1

I would like to read quite big XML as a stream. But could not find any way to use my old XPathes to find elements. Previously files were of moderate size, so in was enough to:

all_elements = []
for xpath in list_of_xpathes:
    all_elements.append(etree.parse(file).getroot().findall(xpath))

Now I am struggling with iterparse. Ideally the solution would be to compare path of current element with desired xpath:

import lxml.etree as et

xml_file = r"my.xml" # quite big xml, that i should read
xml_paths = ['/some/arbitrary/xpath', '/another/xpath']

all_elements = []
iter = et.iterparse(xml_file, events = ('end',))
for event, element in iter:
    for xpath in xml_paths:
        if element_complies_with_xpath(element, xpath):
            all_elements.append(element)
            break

How is it possible to implement element_complies_with_xpath function using lxml?

Alexandr Crit
  • 111
  • 1
  • 14
  • AFAIK - you cannot compare XPath (which requires reading _entire_ document in memory) with `iterparse` that iteratively reads current tags and ideally discards it. You may need to break apart your hopefully simple XPath into a parent-child relationship and conditionally check `tag` names as you walk down tree.
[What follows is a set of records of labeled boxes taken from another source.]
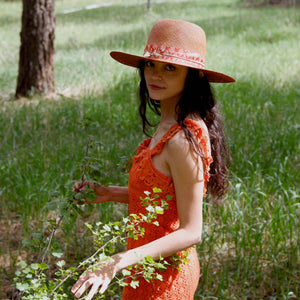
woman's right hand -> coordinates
[73,181,111,204]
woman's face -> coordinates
[144,60,188,103]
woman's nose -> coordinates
[151,68,162,79]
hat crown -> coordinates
[145,20,206,58]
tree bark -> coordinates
[16,0,55,97]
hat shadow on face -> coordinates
[110,20,235,83]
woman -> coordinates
[72,20,234,300]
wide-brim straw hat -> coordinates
[110,20,235,83]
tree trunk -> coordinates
[16,0,55,97]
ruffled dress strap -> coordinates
[151,119,213,197]
[151,123,182,156]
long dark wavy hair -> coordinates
[139,62,231,200]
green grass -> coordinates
[0,0,300,299]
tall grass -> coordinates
[0,0,300,299]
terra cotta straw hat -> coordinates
[110,20,235,83]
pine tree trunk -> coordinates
[16,0,55,97]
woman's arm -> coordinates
[74,181,128,204]
[72,132,204,300]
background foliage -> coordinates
[0,0,300,299]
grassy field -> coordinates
[0,0,300,300]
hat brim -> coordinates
[110,51,235,83]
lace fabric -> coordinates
[122,120,212,300]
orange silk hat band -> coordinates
[110,20,235,83]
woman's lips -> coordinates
[149,84,163,91]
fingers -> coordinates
[73,181,95,193]
[99,278,110,294]
[71,273,111,300]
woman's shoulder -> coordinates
[184,118,209,136]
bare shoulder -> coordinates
[166,130,191,158]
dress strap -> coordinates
[151,123,182,156]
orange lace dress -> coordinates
[122,119,212,300]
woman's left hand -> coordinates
[71,261,117,300]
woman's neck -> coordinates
[160,101,177,125]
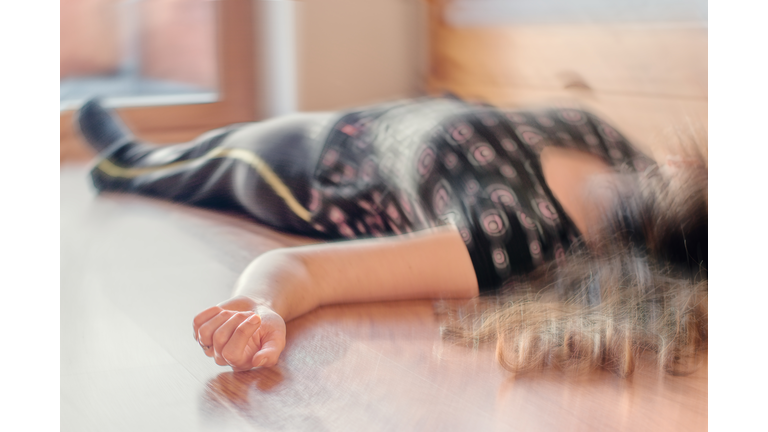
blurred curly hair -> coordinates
[438,126,708,377]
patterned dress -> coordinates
[308,98,653,292]
[92,97,653,292]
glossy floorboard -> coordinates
[61,165,707,432]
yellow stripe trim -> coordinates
[96,148,311,222]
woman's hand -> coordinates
[193,296,285,371]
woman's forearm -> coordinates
[231,227,478,321]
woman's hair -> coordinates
[439,130,707,376]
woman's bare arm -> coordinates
[194,227,478,370]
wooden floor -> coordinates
[61,165,708,432]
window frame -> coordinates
[60,0,262,163]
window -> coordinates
[60,0,258,162]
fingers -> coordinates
[220,314,261,370]
[251,334,285,367]
[192,306,223,342]
[213,312,261,369]
[197,310,237,357]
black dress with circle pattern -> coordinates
[308,97,654,292]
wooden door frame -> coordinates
[60,0,262,163]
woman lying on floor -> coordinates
[77,97,707,375]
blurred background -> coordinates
[60,0,707,163]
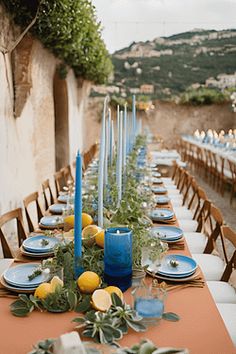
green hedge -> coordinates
[0,0,112,84]
[179,88,229,106]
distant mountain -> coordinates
[111,29,236,98]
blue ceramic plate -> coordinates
[40,215,63,227]
[49,203,65,214]
[150,209,174,221]
[3,263,48,288]
[57,194,69,203]
[23,235,59,253]
[152,187,167,194]
[152,177,163,184]
[151,226,183,241]
[155,196,170,204]
[152,172,161,178]
[0,277,38,294]
[157,254,197,277]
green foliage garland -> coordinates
[2,0,112,84]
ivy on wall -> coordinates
[0,0,113,84]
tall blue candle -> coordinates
[74,151,83,278]
[117,111,123,206]
[122,104,127,173]
[98,96,108,227]
[132,95,136,144]
[116,105,120,185]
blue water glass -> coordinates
[134,297,164,319]
[104,227,132,291]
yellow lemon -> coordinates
[91,289,112,312]
[64,215,75,227]
[104,285,123,301]
[82,213,93,229]
[50,275,64,293]
[34,283,52,299]
[95,230,105,248]
[63,229,74,241]
[77,271,101,294]
[82,225,100,246]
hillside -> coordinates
[111,30,236,98]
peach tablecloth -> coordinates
[0,189,236,354]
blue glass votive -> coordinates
[104,227,132,291]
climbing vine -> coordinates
[0,0,112,84]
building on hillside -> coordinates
[205,72,236,89]
[0,5,90,215]
[140,84,154,95]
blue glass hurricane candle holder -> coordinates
[104,227,132,291]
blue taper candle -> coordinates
[74,151,83,278]
[98,96,108,227]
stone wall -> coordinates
[0,6,90,215]
[141,102,236,147]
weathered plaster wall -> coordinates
[0,6,89,215]
[142,102,236,147]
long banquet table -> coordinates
[0,170,236,354]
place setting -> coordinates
[150,226,185,249]
[152,186,167,194]
[149,208,176,223]
[1,263,49,294]
[39,215,64,229]
[20,234,60,258]
[48,203,65,215]
[146,254,204,290]
[154,195,170,205]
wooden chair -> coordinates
[42,179,54,210]
[0,208,26,258]
[23,192,43,232]
[228,160,236,204]
[53,171,66,197]
[207,225,236,304]
[61,165,74,185]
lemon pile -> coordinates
[34,276,64,299]
[77,271,123,312]
[64,213,105,248]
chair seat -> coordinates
[184,232,208,253]
[216,303,236,346]
[207,281,236,302]
[171,198,183,207]
[173,206,193,220]
[164,183,178,191]
[178,219,198,232]
[167,188,181,197]
[192,253,225,280]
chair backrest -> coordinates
[0,208,26,258]
[193,182,207,220]
[23,192,43,232]
[61,165,74,185]
[42,179,54,210]
[220,225,236,281]
[53,171,66,197]
[204,204,224,253]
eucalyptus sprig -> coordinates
[73,293,146,344]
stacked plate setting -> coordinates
[151,226,183,243]
[21,235,59,257]
[39,215,64,229]
[150,208,175,221]
[49,203,66,215]
[147,254,197,282]
[152,186,167,194]
[1,263,48,293]
[155,195,170,204]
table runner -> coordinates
[0,167,236,354]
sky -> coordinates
[92,0,236,53]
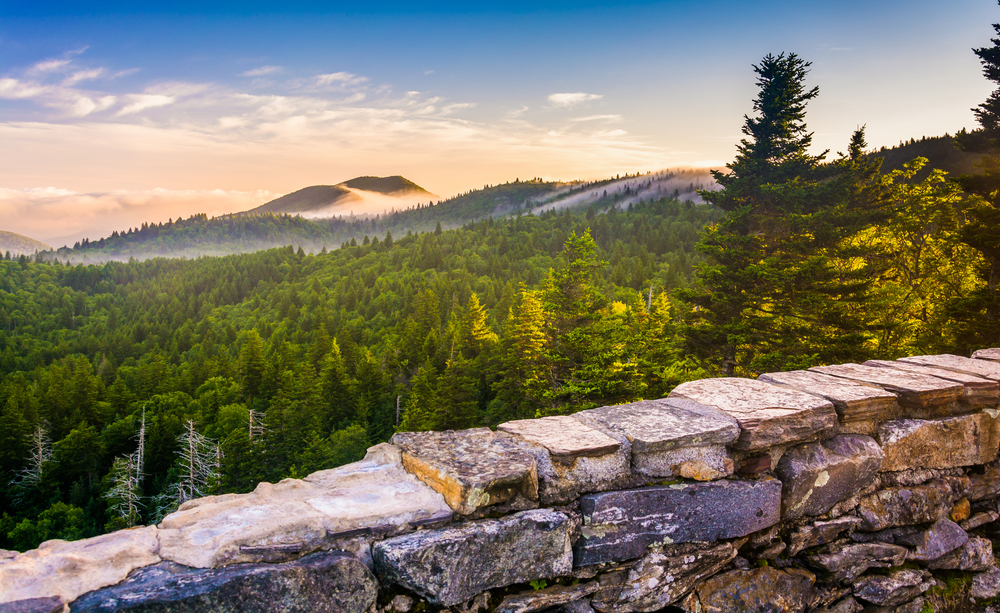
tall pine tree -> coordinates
[680,53,882,376]
[951,11,1000,352]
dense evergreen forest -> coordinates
[0,199,718,549]
[0,26,1000,550]
[50,170,706,264]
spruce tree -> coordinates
[951,11,1000,352]
[678,53,882,376]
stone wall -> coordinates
[0,349,1000,613]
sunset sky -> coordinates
[0,0,1000,246]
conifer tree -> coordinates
[678,53,885,376]
[951,13,1000,353]
[492,283,548,423]
[398,359,439,432]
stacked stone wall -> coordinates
[0,349,1000,613]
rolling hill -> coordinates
[0,230,52,255]
[247,175,437,215]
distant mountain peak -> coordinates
[0,230,52,255]
[247,175,436,213]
May not work for complex XPath. – Parfait Jul 05 '22 at 19:04
  • Sadly, those XPathes are external to my code. If I would to break them up, i’d have to duplicate xml find algorithm to tokenize path and search for appropriate element to match. I tried bypassing this problem with xpath editing like: element.getroot().xpath(element.gettree().getpath(element)+” and “+my xpath). Or search ancestors till this path matches. So that returned elements would match both current element and desired xpath. But I could not construct valid xpath expression. – Alexandr Crit Jul 05 '22 at 19:23

1 Answers1

0

If first part of the xpath can be extracted then the rest could be tested as follows. Instead of a list of strings, a dict of <first element name>: <rest of the xpath> could be used. Parent element could be used as dict key also.
Full xpath: /some/arbitrary/xpath
dict : {'some': './arbitrary/xpath'}

import lxml.etree as et

def element_complies_with_xpath(element, xpath):
    children = element.xpath(xpath)
    print([ "child:" + x.tag for x in children])
    return len(children) > 0

xml_file = r"/home/lmc/tmp/test.xml" # quite big xml, that i should read
xml_paths = [{'membership': './users/user'}, {'entry':'author/name'}]

all_elements = []
iter1 = et.iterparse(xml_file, events = ('end',))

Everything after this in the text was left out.